Nestled into a lush, green landscaped bowl, slung low between two grand libraries on the University of British Columbia campus, is a modest, yet remarkable, new building, holding darkness and light. The Indian Residential School History and Dialogue Centre will open Monday, with a highly anticipated apology by UBC president Santa Ono for the university’s involvement in the system that supported the operation of residential schools.
“I think it’s about time. It gives recognition,” says Alfred Waugh, the Indigenous architect who designed the building. “I think it’s a way of UBC giving respect to what’s happened and then bringing this building in on campus. It’s not about an apology, though. The building is about preserving a piece of history so we don’t repeat this again.”
Mr. Waugh, who is Chipewyan, is a UBC graduate whose mother was a residential school survivor, but never escaped the trauma, ending her own life in 1999, when she was 50. He has worked closely with UBC’s project lead, Linc Kesler, director of UBC’s First Nations House of Learning and senior adviser to the president on Indigenous issues. Dr. Kesler’s mother, who was American, went to an Indian boarding school in Kansas. She never spoke about her experience there until she was in her 90s, and suffering from Alzheimer’s disease – and even then, it was just a single, 20-minute conversation.
“It’s personal for both of us,” says Dr. Kesler, who is Oglala Lakota.
The two-storey, 6,500-square-foot centre is not a museum or a monument; it is a place for survivors, their families and communities – and the general public – to access records gathered by the Truth and Reconciliation Commission of Canada, documenting the history of the residential schools and the abuses that occurred under the government-mandated system. An affiliate site to the National Research Centre for Truth and Reconciliation in Winnipeg, the centre at UBC is meant to support research, but also dialogue, by offering a place on the West Coast to meet and discuss this difficult history.
Upstairs, two meetings rooms are all windows on one side, cantilevered over the gardens next to the building, to give a feeling of floating over and being in the landscape. Next to the large conference room is what has been named the Elders Room, a comfortable space for families to meet. It offers privacy, but opens up with a wall of windows to bring in light.
A long gradual staircase leads downstairs; there is a wall of woven cedar on your left as you descend – a reference to bulrush mats used in longhouses to keep drafts out – and on the right, a wall of windows looks out onto the land outside.
Downstairs, a former storage area has been turned into a digital resource centre, with a large interactive touch-screen wall, desks with computers, comfortable seating and café tables meant to encourage conversation. Mr. Waugh calls this space “a vault of memories.” The room opens up almost completely to the lawn and water feature outside.
“One of the things survivors, in talking to them, they all said, is when we were in residential school, we all had these confined windows; you felt like prisoners. And because of the emotional content of this building, they said we’d like to have always this constant relief to the landscape. So no matter where you are in the building, you can look out,” Mr. Waugh says.
The building is on Musqueam territory and the Musqueam were consulted and involved in the project, as was the Indian Residential School Survivor Society.
Located at 1985 Learners’ Walk, the structure is rich with symbolism, but at the same time, Mr.
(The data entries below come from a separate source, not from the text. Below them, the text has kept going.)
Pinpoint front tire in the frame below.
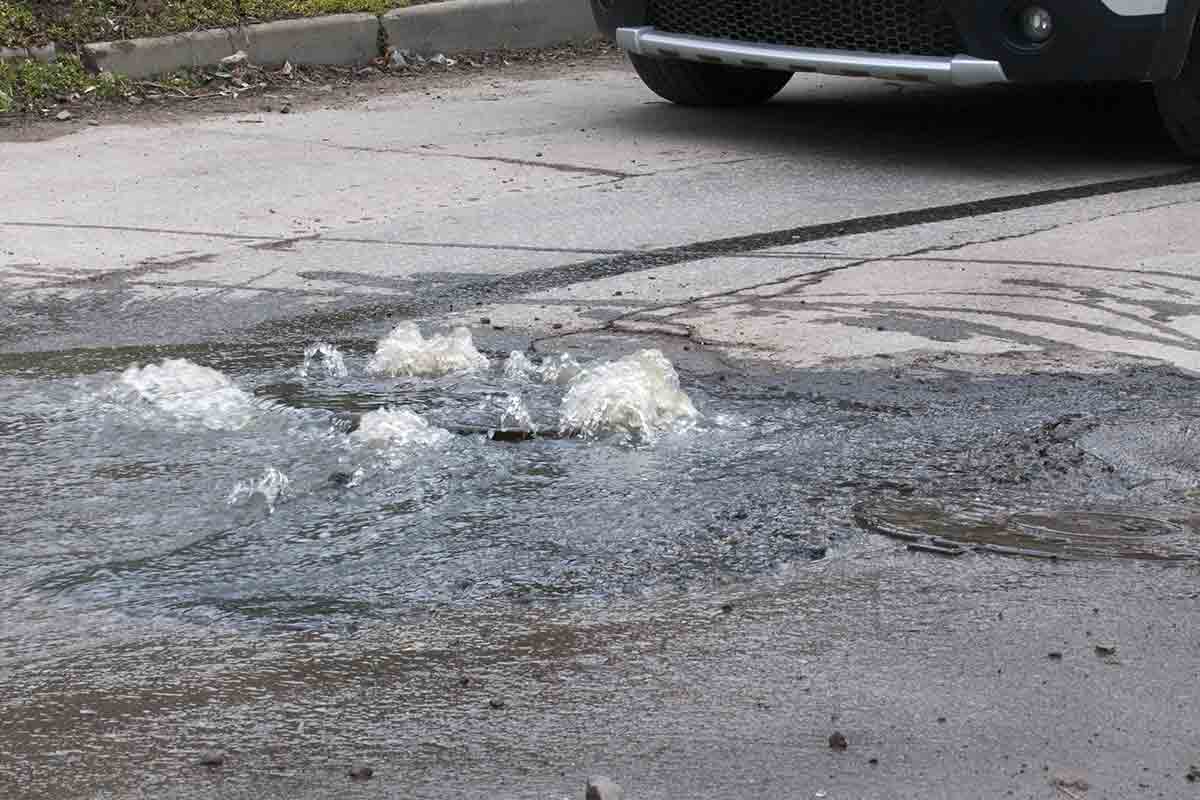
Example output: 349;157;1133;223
1154;21;1200;158
629;53;792;107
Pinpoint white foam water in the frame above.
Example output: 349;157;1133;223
504;350;583;386
350;408;450;447
109;359;257;431
500;395;538;433
559;350;700;439
296;342;349;378
226;467;292;513
367;323;487;378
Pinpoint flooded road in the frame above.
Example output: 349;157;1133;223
0;58;1200;800
0;324;1200;798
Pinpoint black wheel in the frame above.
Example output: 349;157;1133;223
629;53;792;106
1154;23;1200;158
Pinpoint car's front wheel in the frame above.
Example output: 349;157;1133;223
1154;21;1200;158
629;53;792;106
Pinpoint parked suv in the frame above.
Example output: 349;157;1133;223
590;0;1200;157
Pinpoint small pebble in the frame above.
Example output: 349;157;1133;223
583;775;625;800
347;764;374;781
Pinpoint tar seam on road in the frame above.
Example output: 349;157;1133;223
254;168;1200;335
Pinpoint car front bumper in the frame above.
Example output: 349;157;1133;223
616;28;1007;86
598;0;1200;85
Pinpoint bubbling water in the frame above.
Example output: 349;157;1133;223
559;350;700;439
226;467;292;513
350;408;450;447
296;342;349;378
108;359;257;431
504;350;583;386
367;323;487;378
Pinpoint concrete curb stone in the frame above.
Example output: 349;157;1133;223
75;0;595;78
382;0;596;54
83;28;250;78
245;14;379;67
0;43;58;64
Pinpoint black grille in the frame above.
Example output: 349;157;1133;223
649;0;966;55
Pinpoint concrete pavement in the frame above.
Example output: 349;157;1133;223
0;53;1200;799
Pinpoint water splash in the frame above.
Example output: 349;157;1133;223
500;395;538;433
109;359;257;431
350;408;450;447
560;350;700;439
367;323;487;378
226;467;292;515
504;350;583;386
296;342;349;378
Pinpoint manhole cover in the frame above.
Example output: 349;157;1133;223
854;501;1200;561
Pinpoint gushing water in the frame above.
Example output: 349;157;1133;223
296;342;349;378
108;359;257;431
504;350;583;386
500;395;538;433
350;408;450;447
226;467;292;515
559;350;700;439
367;323;487;378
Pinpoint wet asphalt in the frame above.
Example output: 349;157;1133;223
0;53;1200;798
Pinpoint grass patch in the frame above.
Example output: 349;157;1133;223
0;56;131;112
0;0;430;47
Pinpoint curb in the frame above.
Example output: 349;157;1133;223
0;44;59;64
382;0;598;55
77;0;596;78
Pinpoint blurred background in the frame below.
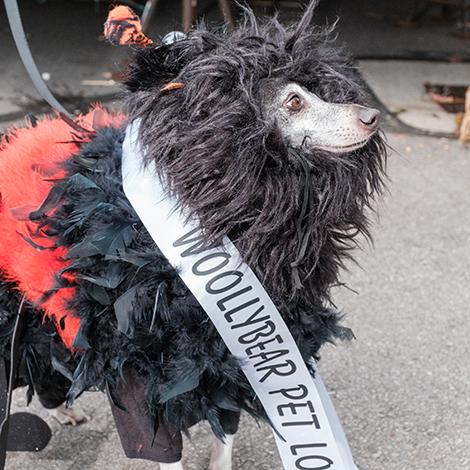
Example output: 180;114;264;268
0;0;470;134
0;0;470;470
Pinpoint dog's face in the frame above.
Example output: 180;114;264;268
260;79;380;153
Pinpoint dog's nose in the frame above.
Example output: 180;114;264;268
359;108;380;130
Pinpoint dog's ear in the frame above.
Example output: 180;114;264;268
124;40;193;92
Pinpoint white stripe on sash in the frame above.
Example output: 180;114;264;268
122;121;357;470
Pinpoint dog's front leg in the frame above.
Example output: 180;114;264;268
209;434;235;470
160;460;183;470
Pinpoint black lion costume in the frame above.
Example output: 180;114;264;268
0;1;386;461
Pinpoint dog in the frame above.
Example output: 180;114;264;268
0;2;386;470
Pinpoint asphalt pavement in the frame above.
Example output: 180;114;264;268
0;2;470;470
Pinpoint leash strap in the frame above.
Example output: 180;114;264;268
4;0;74;120
122;122;357;470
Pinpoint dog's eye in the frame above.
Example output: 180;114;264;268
286;95;303;111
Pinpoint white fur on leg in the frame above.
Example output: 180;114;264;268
159;460;183;470
209;434;235;470
47;404;90;426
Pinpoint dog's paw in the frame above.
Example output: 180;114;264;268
48;405;90;426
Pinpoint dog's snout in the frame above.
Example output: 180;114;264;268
359;108;380;130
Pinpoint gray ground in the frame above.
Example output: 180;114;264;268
0;0;470;470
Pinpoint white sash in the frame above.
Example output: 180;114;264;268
122;121;357;470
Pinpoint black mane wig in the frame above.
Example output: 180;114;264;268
0;2;386;442
126;2;386;310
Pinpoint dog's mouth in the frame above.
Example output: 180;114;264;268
318;137;370;153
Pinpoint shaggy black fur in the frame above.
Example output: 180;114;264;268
127;4;385;309
0;4;385;444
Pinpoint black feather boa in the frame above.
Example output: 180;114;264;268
2;124;350;436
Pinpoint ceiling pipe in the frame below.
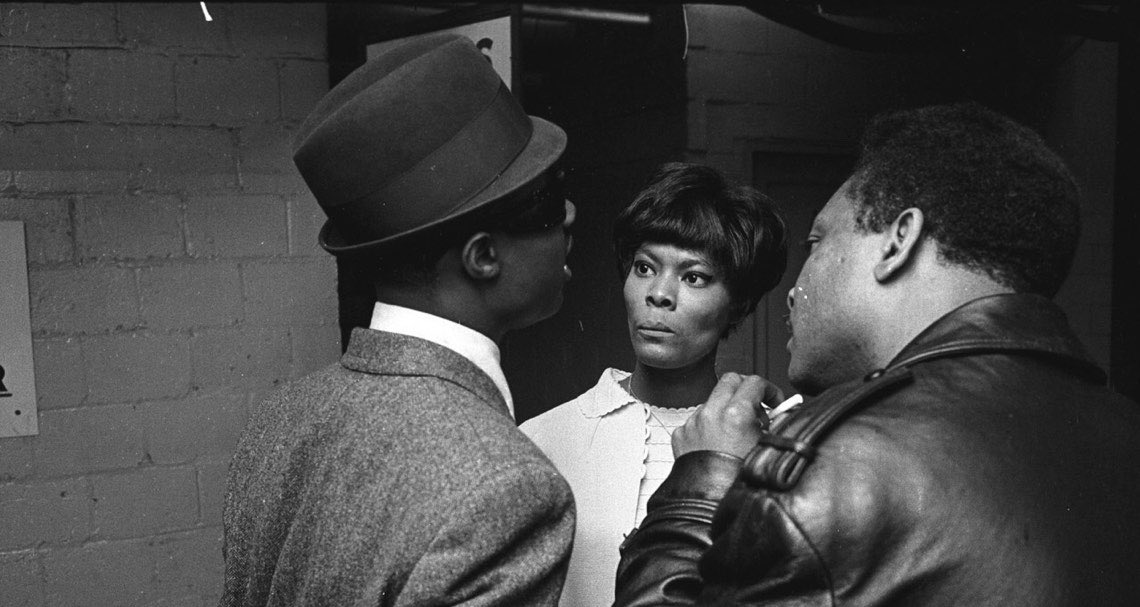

Waugh had to avoid referencing specific First Nations.
A wall of charred cedar stands next to the entrance on the east side of the building, a symbol of resilience. Rain is channeled from the copper room into a glass waterfall, sheeting spectacularly, according to Dr. Kesler, in view of the meeting rooms upstairs – a symbol of the tears shed at residential schools.
Mr. Waugh had to fight for the copper roof; UBC wanted a planted roof consistent with sustainable objectives. But the building already sits very low in the landscape (in part to accommodate a public art work, Rodney Graham’s Millennial Time Machine) and elders expressed concern about the planted roof.
“You’re just hiding history again; it’s kind of like the building will disappear,” they said, according to Mr. Waugh. He argued that the roof would reference the importance of copper to the Coast Salish people, and then he used another argument. “I said, ‘Well, you put copper on your Parliament buildings; why don’t you give this building some dignity and put a copper roof on it?’”
Support will be available for visitors to the centre who need it, and anyone who wants to record their history with the residential school system can do so here as well; for some that’s easier than speaking to family directly about it.
“There are a lot of people that really don’t know about what happened to their own relatives because people have been so reluctant to discuss it. And this is a way for them to come into a better understanding about the circumstances of their own life,” says Dr. Kesler, who has studied these issues during decades of work in this field.
“It allowed me to understand patterns in my own experience and life that were very impenetrable before.”